Currently, I use 2 emails, (Personal + Company) with one SSH key to log in to GitHub. But I use the same GPG key for signing. Both are verified on my GitHub Email Settings page.
On the first one (personal), no issue, when I do a commit it appears as Verified. On the second one (company), the commits appear as Unverified in GitHub with the following warning message:
The email in this signature doesn’t match the committer email.
$ gpg --list-secret-keys --keyid-format LONG
...
sec rsa4096/MY_GPG_KEY_ID 2020-05-19 [SC] [expires: 2022-05-19]
...
uid [ultimate] Furkan (Company key) <[email protected]>
uid [ultimate] Furkan <[email protected]>
In the repository:
$ git log --show-signature
...
gpg: Good signature from "Furkan (Company key) <[email protected]>" [ultimate]
gpg: aka "Furkan <[email protected]>" [ultimate]
Author: MyGitHubNickname <[email protected]>
...
Local config settings:
$ git config --local --list
...
user.name=Furkan
[email protected]
Global config settings:
$ git config --global --list
...
user.name=MyGitHubNickname
[email protected]
user.signingkey=MY_40_CHARACTER_SIGNING_KEY
But did not work:
$ git commit -S --amend --reset-author
$ git push --force
I see MY_GPG_KEY_ID key at the bottom of this popup, exactly the same.
I followed Troubleshooting commit signature verification and Using a verified email address in your GPG key guides as described in GitHub Docs, but still did not fix the problem.

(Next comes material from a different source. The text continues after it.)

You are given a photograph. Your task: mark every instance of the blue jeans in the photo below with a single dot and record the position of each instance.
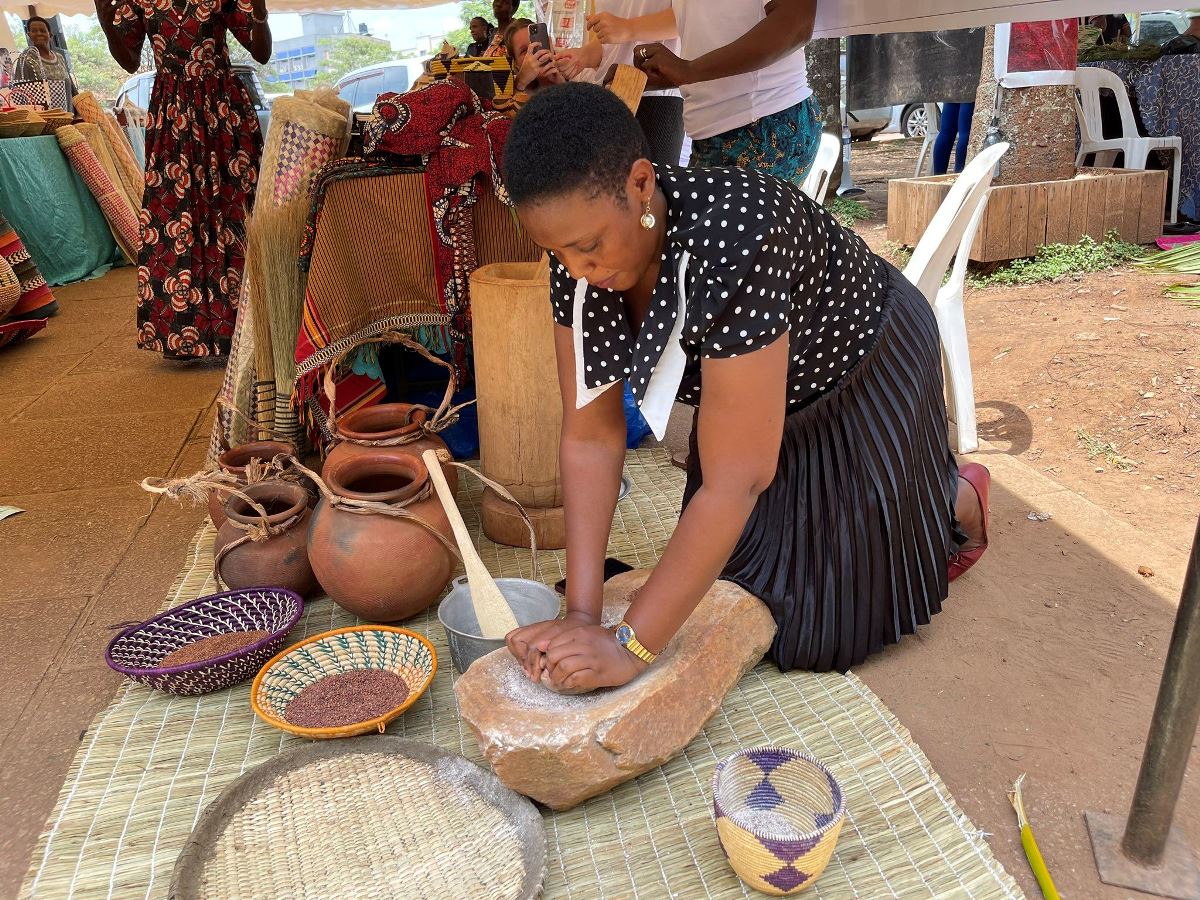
(783, 144)
(955, 123)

Everything you did so far is correct; you're just missing the final step which is to update GitHub's copy of your public key.
You need to regenerate your public key (
gpg --armor --export KEY_ID
), then, in your GitHub user settings > "SSH and GPG keys", you need to delete the original key and upload the regenerated public key.This is what it should end up looking like. Commits signed with any of the listed addresses will now show as Verified.